The images included many candid and unpublished shots of Picasso, Chagall and Matisse, Erroll Flynn, the Aga Khan and Rita Hayworth, Somerset Maugham and Brigitte Bardot.

Both Billy, gregarious and willowy, and Quaglino had joined the French Resistance and both were the outsiders in their families. Her most enduring relationship had been with her female lover but she and Quaglino were friends for many years and they married shortly before his death.

She then looked after his collection of photographs secretly for 20 years. She died, aged 85, in 1995 and Jarvis-Smith and Roger Cave were her executors.

They did not know the photographs existed but subsequently put Quaglino’s extraordinary archive up for auction in Edinburgh.

Jarvis-Smith recalled: “I had a message that Billy was dying and would like to see me to talk about her will. So I jumped on a plane and flew to Nice.” He arrived when she was asleep and had to return the next day.

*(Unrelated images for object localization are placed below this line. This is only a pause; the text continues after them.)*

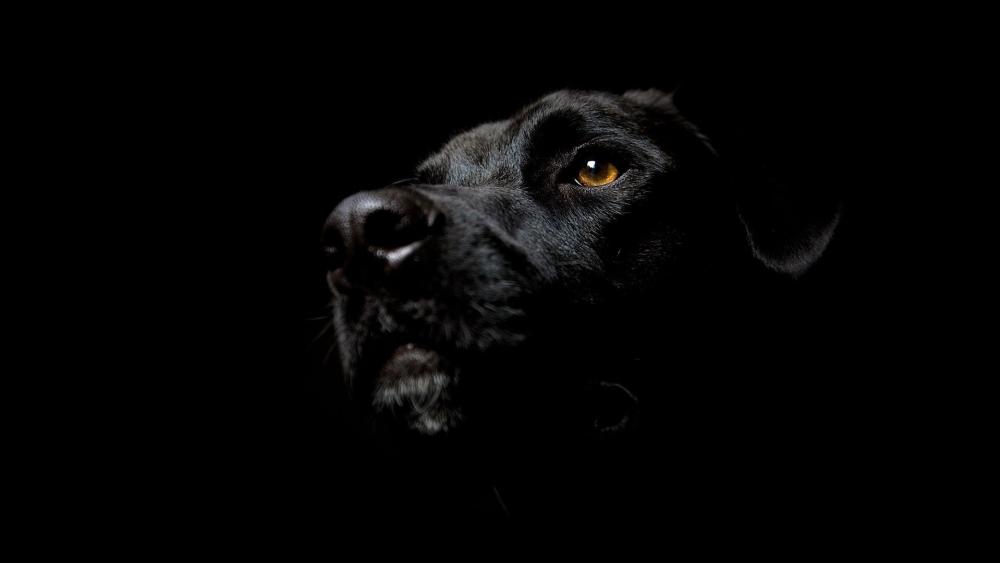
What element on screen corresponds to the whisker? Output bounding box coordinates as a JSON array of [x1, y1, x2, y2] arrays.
[[310, 318, 335, 345], [322, 341, 339, 369]]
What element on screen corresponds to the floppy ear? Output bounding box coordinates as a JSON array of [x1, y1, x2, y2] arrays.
[[735, 178, 842, 277], [625, 88, 842, 277]]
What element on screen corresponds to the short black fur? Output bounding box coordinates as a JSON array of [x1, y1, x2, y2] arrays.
[[322, 89, 843, 519]]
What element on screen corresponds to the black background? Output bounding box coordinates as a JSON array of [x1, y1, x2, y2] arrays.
[[8, 6, 982, 554], [104, 22, 960, 545]]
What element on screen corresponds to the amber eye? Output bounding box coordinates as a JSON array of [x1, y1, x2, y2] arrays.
[[575, 159, 620, 187]]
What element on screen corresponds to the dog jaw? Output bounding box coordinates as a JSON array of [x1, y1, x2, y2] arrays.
[[372, 344, 461, 435]]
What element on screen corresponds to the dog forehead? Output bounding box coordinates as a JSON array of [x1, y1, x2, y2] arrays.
[[516, 90, 636, 128], [521, 89, 627, 115], [418, 90, 635, 185]]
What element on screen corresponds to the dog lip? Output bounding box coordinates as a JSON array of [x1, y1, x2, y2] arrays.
[[378, 342, 442, 382]]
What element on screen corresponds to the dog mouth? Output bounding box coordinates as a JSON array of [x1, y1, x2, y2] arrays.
[[370, 343, 461, 435]]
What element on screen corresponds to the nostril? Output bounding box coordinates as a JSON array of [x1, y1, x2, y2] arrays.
[[323, 187, 442, 288], [363, 207, 428, 250]]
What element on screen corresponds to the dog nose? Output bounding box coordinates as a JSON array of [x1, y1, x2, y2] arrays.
[[323, 187, 441, 288]]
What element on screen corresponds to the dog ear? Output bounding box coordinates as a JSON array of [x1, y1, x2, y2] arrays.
[[626, 88, 842, 277], [733, 176, 842, 277]]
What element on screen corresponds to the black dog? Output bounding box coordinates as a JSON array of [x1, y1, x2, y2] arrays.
[[324, 88, 839, 429], [322, 89, 842, 516]]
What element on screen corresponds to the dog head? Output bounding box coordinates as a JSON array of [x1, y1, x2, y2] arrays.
[[322, 89, 840, 439]]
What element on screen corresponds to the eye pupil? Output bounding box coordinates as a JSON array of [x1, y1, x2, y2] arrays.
[[575, 159, 620, 187]]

“She was very lucid, we had a little chat. She said the doctor had told her that she had had a visitor from the UK the previous day. She thought she’d have a little joke so she said, ‘Yes, he’s good friend of mine, he’s the ex-ambassador, you know.’ And she roared with laughter. The next day she was dead.”

A great lover of opera, ballet and horse-racing, which he watched on television most afternoons, Jarvis-Smith had moved to Crossmichael, near Castle Douglas in 1990 where he opened his house and garden to raise funds for various causes including the National Trust for Scotland, the Red Cross and the local Conservative Party which he chaired.

He died in The Erskine, Edinburgh, with his partner Roger by his side, who survives him along with his sister Jean in Canada.